S202: topic data is input in topic model tool, to extract point of Topic word from topic data Class.
Specifically, topic model tool is existing for extracting the tool of theme, can be to being input to itself number Classify according to content, each classification indicates a theme.Topic data is input to theme mould by this step In type tool, which can classify to topic data, to obtain the classification about Topic word.
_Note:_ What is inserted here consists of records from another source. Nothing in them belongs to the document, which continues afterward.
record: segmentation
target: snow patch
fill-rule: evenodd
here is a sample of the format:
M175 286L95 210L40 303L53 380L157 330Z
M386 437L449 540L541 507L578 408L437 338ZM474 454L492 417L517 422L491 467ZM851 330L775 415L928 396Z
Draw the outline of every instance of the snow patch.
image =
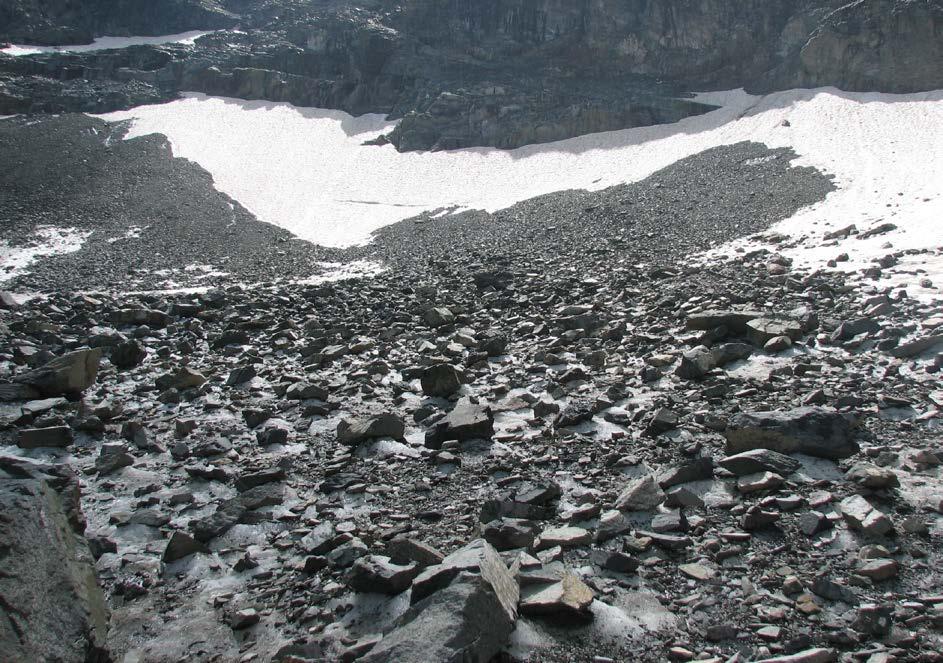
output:
M179 101L104 115L133 120L128 137L168 136L177 156L206 168L216 186L260 220L326 246L370 240L421 212L496 211L565 189L634 182L706 149L750 140L790 147L797 165L833 174L838 190L779 224L803 246L787 251L820 266L848 252L857 269L890 241L895 249L943 245L943 92L846 93L834 88L755 96L743 90L697 96L718 110L669 125L580 136L516 150L473 148L400 154L363 143L395 123L380 115L188 94ZM899 230L840 248L824 233L881 222ZM726 253L730 247L725 247ZM915 259L943 282L943 258Z
M159 37L99 37L91 44L76 44L70 46L32 46L27 44L12 44L0 48L0 53L21 57L24 55L39 55L41 53L87 53L89 51L105 51L113 48L127 48L128 46L144 46L146 44L182 44L192 46L193 42L203 35L214 31L190 30L175 35L161 35Z
M0 240L0 283L23 276L38 258L78 251L91 234L76 228L38 226L36 239L28 245L11 246Z

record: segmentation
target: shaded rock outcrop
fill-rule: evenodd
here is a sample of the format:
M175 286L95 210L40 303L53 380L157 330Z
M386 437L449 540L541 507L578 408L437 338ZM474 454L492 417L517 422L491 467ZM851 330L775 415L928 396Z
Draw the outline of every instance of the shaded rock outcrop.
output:
M144 12L99 0L81 17L30 4L0 0L0 40L242 31L193 48L0 56L0 113L104 112L193 90L386 113L402 122L381 142L407 151L676 122L710 110L693 90L943 87L940 0L162 0Z
M0 458L0 651L10 661L106 663L108 610L68 472Z

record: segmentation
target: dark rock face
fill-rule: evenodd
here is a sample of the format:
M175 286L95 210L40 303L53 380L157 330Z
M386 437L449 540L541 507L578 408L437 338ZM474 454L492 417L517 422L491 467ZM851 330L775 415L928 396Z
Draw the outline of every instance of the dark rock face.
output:
M744 412L730 420L727 450L770 449L821 458L847 458L858 452L851 424L840 413L802 407L788 412Z
M0 3L0 40L81 44L101 35L174 34L236 21L212 0L6 0Z
M943 87L939 0L219 3L0 0L0 40L231 27L195 48L0 56L0 113L107 111L180 90L402 122L400 150L513 148L675 122L690 90ZM236 13L238 12L238 17ZM7 20L4 21L3 19Z
M0 651L5 660L111 660L105 649L108 610L81 535L84 525L75 519L74 486L29 463L0 461Z

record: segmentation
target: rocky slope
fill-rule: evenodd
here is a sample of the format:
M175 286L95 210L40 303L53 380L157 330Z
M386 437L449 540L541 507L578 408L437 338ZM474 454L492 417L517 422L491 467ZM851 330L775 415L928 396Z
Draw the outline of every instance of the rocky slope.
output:
M114 146L161 173L128 187L106 125L20 131L76 128L96 191L16 169L51 214L225 202L159 142ZM0 469L77 470L115 660L940 661L939 284L888 286L892 247L864 283L794 269L764 230L833 185L791 156L410 219L337 283L250 242L271 281L188 277L168 207L121 241L201 290L128 294L166 275L101 237L0 293Z
M190 28L232 20L185 6L204 12L181 14ZM192 90L389 113L403 118L389 136L401 150L508 148L703 112L683 99L690 91L943 87L940 0L220 6L247 34L193 49L0 58L0 113L105 111ZM108 15L97 30L139 24L120 3ZM48 21L33 20L6 38L42 39ZM146 22L147 33L182 27Z

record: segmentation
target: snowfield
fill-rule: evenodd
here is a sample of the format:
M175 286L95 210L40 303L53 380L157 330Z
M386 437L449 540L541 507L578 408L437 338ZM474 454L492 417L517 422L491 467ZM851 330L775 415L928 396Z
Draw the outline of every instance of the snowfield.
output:
M888 242L895 249L943 246L943 91L734 90L698 100L719 108L676 124L511 151L406 154L363 145L394 126L382 116L281 103L189 94L101 117L133 120L129 138L166 135L177 156L206 168L221 191L259 219L327 246L368 242L374 230L424 211L494 211L553 191L638 181L744 140L791 147L797 165L835 176L838 190L823 203L774 228L807 238L785 251L798 263L818 265L844 252L850 260L840 264L851 270L888 253ZM898 230L822 246L827 232L888 222ZM921 259L925 264L914 267L943 282L943 261Z
M26 44L13 44L6 48L0 48L0 53L6 53L14 57L23 55L38 55L40 53L82 53L86 51L105 51L112 48L127 48L128 46L143 46L145 44L193 44L194 41L203 35L210 34L207 31L191 30L190 32L181 32L175 35L161 35L159 37L99 37L91 44L78 44L75 46L31 46Z

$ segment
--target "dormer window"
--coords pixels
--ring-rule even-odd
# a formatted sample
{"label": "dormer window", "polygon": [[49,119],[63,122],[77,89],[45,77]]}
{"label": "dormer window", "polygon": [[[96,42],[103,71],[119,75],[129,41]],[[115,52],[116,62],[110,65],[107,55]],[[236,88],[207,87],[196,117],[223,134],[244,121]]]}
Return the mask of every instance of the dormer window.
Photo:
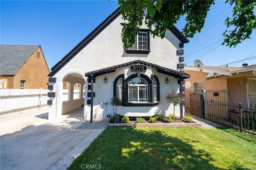
{"label": "dormer window", "polygon": [[148,30],[140,29],[132,46],[125,51],[128,53],[148,54],[150,52]]}

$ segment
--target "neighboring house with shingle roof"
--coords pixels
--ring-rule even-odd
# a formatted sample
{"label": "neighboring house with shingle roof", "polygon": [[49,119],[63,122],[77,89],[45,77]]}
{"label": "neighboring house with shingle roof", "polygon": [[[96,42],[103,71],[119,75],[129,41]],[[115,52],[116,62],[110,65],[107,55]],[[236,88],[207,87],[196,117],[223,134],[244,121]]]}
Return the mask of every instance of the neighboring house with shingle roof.
{"label": "neighboring house with shingle roof", "polygon": [[[256,65],[243,67],[185,66],[184,69],[190,75],[190,78],[185,80],[186,91],[224,91],[225,101],[219,101],[235,105],[241,103],[255,108]],[[211,100],[217,100],[218,97]]]}
{"label": "neighboring house with shingle roof", "polygon": [[0,88],[45,89],[49,73],[40,45],[0,45]]}

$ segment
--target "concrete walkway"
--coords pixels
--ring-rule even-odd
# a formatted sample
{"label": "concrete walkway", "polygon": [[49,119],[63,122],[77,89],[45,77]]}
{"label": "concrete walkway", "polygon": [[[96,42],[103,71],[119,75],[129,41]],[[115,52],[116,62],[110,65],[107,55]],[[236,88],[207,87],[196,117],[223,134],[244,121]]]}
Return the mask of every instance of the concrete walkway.
{"label": "concrete walkway", "polygon": [[66,170],[104,130],[78,129],[83,108],[47,120],[44,109],[0,119],[0,169]]}

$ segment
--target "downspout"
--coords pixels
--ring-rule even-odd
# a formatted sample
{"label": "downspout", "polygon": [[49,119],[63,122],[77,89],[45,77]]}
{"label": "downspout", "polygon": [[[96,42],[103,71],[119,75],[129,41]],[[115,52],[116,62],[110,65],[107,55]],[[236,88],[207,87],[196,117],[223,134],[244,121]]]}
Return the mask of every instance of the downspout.
{"label": "downspout", "polygon": [[[183,95],[182,93],[182,82],[183,81],[183,79],[182,77],[180,78],[180,93],[181,95]],[[180,119],[182,120],[183,119],[183,104],[181,103],[180,104]]]}

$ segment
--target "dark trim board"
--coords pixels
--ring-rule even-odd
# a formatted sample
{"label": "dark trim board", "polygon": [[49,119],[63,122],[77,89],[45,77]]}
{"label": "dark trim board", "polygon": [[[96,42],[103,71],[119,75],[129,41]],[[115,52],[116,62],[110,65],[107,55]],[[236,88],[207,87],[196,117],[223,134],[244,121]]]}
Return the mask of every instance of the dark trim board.
{"label": "dark trim board", "polygon": [[183,79],[188,79],[190,78],[190,75],[182,71],[179,71],[177,70],[173,70],[172,69],[164,67],[156,64],[152,64],[146,61],[143,61],[139,60],[134,60],[132,61],[119,64],[118,65],[104,68],[99,70],[90,71],[88,73],[85,73],[84,75],[86,77],[90,77],[92,75],[93,77],[98,76],[98,75],[115,72],[116,71],[116,69],[117,69],[137,63],[155,68],[157,70],[157,71],[159,73],[166,75],[170,75],[176,78],[182,77]]}

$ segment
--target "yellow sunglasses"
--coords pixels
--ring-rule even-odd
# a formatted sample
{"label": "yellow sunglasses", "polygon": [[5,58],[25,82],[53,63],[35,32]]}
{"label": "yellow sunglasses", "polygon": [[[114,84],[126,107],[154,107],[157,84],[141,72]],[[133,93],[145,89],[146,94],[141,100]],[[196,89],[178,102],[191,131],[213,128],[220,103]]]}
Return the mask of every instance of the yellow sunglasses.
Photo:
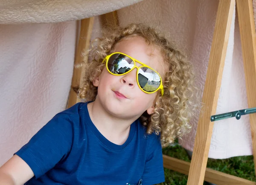
{"label": "yellow sunglasses", "polygon": [[[116,52],[108,55],[102,63],[106,61],[108,72],[113,75],[120,76],[127,74],[137,68],[137,83],[140,89],[146,93],[153,93],[161,90],[163,95],[163,86],[159,73],[147,65],[124,53]],[[141,66],[136,66],[136,62]]]}

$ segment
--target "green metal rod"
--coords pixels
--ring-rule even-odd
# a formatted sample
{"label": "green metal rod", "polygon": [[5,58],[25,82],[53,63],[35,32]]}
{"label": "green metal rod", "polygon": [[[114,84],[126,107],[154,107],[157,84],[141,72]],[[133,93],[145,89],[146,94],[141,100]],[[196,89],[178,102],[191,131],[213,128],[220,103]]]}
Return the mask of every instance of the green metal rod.
{"label": "green metal rod", "polygon": [[236,119],[241,118],[242,115],[245,114],[252,114],[256,113],[256,107],[250,108],[250,109],[242,109],[241,110],[236,110],[236,111],[230,112],[229,113],[224,113],[223,114],[217,114],[211,116],[211,121],[221,120],[221,119],[227,119],[227,118],[236,117]]}

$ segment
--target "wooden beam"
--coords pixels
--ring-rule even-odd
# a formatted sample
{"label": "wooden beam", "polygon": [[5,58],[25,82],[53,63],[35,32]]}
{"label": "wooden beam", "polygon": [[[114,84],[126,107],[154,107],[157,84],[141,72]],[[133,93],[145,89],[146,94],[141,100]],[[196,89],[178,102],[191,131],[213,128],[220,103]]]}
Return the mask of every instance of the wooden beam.
{"label": "wooden beam", "polygon": [[[256,107],[256,34],[252,0],[236,1],[248,108]],[[256,165],[256,114],[250,114],[254,164]],[[256,165],[254,165],[256,172]]]}
{"label": "wooden beam", "polygon": [[[165,155],[163,155],[163,157],[165,168],[185,175],[189,174],[190,162]],[[218,185],[256,185],[256,182],[208,168],[205,171],[204,180]]]}
{"label": "wooden beam", "polygon": [[220,0],[187,185],[203,185],[215,114],[235,0]]}
{"label": "wooden beam", "polygon": [[100,15],[102,27],[111,26],[111,25],[118,26],[118,18],[116,11]]}
{"label": "wooden beam", "polygon": [[[94,17],[90,17],[81,20],[81,28],[78,45],[76,51],[74,66],[81,64],[84,60],[87,60],[88,56],[83,57],[82,52],[89,49],[90,41],[93,31]],[[79,89],[81,72],[82,68],[74,68],[71,88],[70,92],[67,108],[80,101],[77,95]]]}

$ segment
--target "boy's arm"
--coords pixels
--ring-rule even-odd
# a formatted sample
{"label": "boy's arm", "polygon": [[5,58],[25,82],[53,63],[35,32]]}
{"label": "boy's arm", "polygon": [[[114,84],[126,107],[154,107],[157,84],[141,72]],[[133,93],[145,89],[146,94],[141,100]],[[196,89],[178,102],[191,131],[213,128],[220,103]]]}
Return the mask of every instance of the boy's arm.
{"label": "boy's arm", "polygon": [[29,166],[15,155],[0,168],[0,185],[22,185],[33,176]]}

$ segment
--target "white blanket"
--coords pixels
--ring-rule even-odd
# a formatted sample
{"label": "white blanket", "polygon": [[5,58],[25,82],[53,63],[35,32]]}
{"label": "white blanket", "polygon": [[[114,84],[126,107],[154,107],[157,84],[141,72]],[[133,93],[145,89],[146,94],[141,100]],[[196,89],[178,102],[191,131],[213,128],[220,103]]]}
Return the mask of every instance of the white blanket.
{"label": "white blanket", "polygon": [[0,24],[58,23],[105,14],[142,0],[0,0]]}
{"label": "white blanket", "polygon": [[[254,7],[256,1],[253,1]],[[121,25],[134,21],[156,24],[184,49],[198,69],[197,84],[203,92],[218,4],[218,1],[212,0],[148,0],[118,13]],[[134,13],[131,14],[131,11]],[[247,108],[239,27],[234,12],[216,114]],[[192,131],[180,142],[190,150],[193,148],[198,118],[198,114],[190,123]],[[239,120],[232,118],[215,122],[209,158],[250,155],[252,155],[252,148],[248,115]]]}
{"label": "white blanket", "polygon": [[[46,2],[23,1],[28,3],[27,5],[33,1]],[[33,6],[26,9],[21,3],[0,0],[0,23],[56,22],[68,19],[65,15],[59,17],[51,12],[47,12],[50,15],[48,16],[44,14],[43,6],[34,6],[41,14],[29,13]],[[49,5],[58,8],[53,6],[57,4]],[[159,25],[167,36],[186,49],[195,67],[200,69],[198,84],[203,89],[218,4],[218,1],[212,0],[147,0],[122,9],[118,14],[121,25],[134,22]],[[75,3],[73,5],[80,8]],[[87,10],[94,12],[93,10],[101,9],[104,5],[99,6]],[[64,7],[58,9],[59,13],[68,11]],[[75,12],[72,13],[70,19],[82,18]],[[26,14],[27,18],[34,18],[26,19]],[[236,19],[233,21],[216,113],[247,107]],[[98,35],[100,31],[99,19],[96,17],[95,20],[93,37]],[[76,28],[74,21],[0,25],[0,166],[55,114],[65,108],[72,76]],[[193,129],[183,138],[183,145],[190,150],[193,150],[198,119],[192,120]],[[222,159],[251,155],[251,143],[247,116],[239,121],[230,119],[216,121],[209,157]]]}

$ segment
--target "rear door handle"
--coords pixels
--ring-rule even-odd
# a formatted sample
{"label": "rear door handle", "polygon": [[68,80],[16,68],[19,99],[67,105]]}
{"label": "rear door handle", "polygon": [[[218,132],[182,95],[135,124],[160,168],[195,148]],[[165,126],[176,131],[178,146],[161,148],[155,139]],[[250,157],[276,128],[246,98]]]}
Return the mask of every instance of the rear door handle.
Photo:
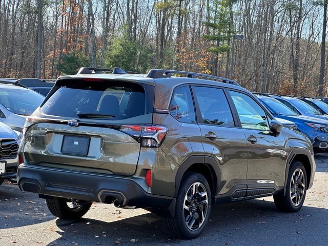
{"label": "rear door handle", "polygon": [[211,140],[214,140],[216,139],[216,134],[213,132],[209,132],[205,134],[205,137]]}
{"label": "rear door handle", "polygon": [[257,138],[255,136],[251,135],[247,138],[247,140],[249,142],[251,142],[252,144],[255,144],[257,141]]}

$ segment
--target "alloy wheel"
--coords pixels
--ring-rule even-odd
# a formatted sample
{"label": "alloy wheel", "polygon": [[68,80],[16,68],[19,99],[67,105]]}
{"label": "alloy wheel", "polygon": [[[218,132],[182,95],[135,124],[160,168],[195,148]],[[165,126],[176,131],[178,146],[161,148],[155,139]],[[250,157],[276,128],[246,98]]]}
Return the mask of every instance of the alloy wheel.
{"label": "alloy wheel", "polygon": [[199,182],[193,183],[187,192],[183,202],[184,222],[192,231],[198,229],[205,221],[208,207],[208,194]]}
{"label": "alloy wheel", "polygon": [[292,176],[290,194],[292,203],[298,206],[302,202],[305,192],[305,177],[301,169],[297,169]]}

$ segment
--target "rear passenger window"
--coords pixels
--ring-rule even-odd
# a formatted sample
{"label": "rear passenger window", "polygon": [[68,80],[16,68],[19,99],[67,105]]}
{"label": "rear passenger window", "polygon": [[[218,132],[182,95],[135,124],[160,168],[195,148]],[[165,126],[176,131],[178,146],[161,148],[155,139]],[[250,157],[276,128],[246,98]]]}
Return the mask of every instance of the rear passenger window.
{"label": "rear passenger window", "polygon": [[170,113],[179,121],[196,122],[194,104],[189,86],[174,90],[170,106]]}
{"label": "rear passenger window", "polygon": [[266,114],[256,101],[243,93],[236,91],[230,92],[239,116],[241,127],[269,130]]}
{"label": "rear passenger window", "polygon": [[223,90],[196,87],[195,92],[203,123],[229,127],[235,126]]}

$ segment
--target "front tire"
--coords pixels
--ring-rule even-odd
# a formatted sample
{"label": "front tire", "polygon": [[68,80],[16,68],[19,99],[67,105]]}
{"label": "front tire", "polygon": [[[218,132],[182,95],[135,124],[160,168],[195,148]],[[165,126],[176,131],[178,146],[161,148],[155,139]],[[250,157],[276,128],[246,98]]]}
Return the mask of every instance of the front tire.
{"label": "front tire", "polygon": [[197,237],[208,223],[212,207],[211,189],[206,178],[188,173],[181,181],[176,198],[175,216],[165,218],[170,233],[176,237]]}
{"label": "front tire", "polygon": [[92,202],[78,203],[78,201],[62,197],[46,199],[47,206],[55,216],[64,219],[79,219],[89,211]]}
{"label": "front tire", "polygon": [[304,165],[300,161],[295,161],[290,169],[286,195],[280,194],[273,196],[276,207],[282,212],[297,212],[303,206],[307,189],[306,171]]}

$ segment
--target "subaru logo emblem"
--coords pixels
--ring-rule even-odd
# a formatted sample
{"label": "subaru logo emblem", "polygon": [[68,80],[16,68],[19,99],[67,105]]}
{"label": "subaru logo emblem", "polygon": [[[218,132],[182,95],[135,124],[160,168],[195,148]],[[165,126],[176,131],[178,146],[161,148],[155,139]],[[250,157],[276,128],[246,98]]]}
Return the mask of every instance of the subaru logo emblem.
{"label": "subaru logo emblem", "polygon": [[70,119],[67,124],[72,127],[76,127],[78,126],[78,122],[76,119]]}

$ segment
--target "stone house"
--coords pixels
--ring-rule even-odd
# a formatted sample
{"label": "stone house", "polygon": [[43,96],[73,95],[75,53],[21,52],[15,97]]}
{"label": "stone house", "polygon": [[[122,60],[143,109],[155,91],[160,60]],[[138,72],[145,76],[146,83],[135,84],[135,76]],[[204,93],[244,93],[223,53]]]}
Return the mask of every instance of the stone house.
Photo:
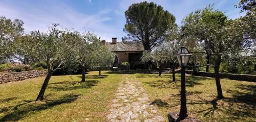
{"label": "stone house", "polygon": [[131,69],[144,68],[141,63],[141,57],[145,50],[141,42],[117,41],[112,38],[112,42],[103,41],[104,44],[115,54],[114,67],[118,67],[123,62],[129,62]]}

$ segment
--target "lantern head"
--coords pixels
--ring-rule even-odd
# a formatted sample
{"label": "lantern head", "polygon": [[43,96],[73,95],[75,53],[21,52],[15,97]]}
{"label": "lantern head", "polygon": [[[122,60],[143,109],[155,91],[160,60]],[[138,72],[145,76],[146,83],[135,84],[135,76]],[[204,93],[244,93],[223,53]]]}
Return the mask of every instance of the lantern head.
{"label": "lantern head", "polygon": [[187,66],[191,55],[192,54],[190,53],[187,48],[185,46],[181,46],[181,48],[179,48],[176,55],[175,55],[179,65],[181,67]]}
The detailed process that topic model tool carries out subject classification can be expressed as, for topic data, in theme distribution One theme of middle extraction;A word is randomly selected in the distribution of the word corresponding to the theme being drawn into;It repeats the above process Until each word in traversal entire chapter topic data.The treatment process is recognized based on the analysis of the generating process to document It is document before generation, it is first determined this document needs the theme for including, and then surrounds the relevant word of theme reselection Wording and phrasing are carried out, to generate corresponding document.Topic model tool is based on document structure tree principle, by given topic number According to as a document, the theme distribution of the topic data is deduced as procedure described above.
One specific example of topic model tool is that (Latent Dirichlet Allocation implies Di Li to LDA Cray distribution) topic model, it includes word, theme and document three-decker that LDA, which is also referred to as three layers of bayesian probability model,.LDA is A kind of unsupervised learning method, using bag of words, each document is considered as a word frequency vector, and bag of words do not account for word Sequence between word.Below by taking the topic model tool as an example, the assorting process of topic model tool is briefly described.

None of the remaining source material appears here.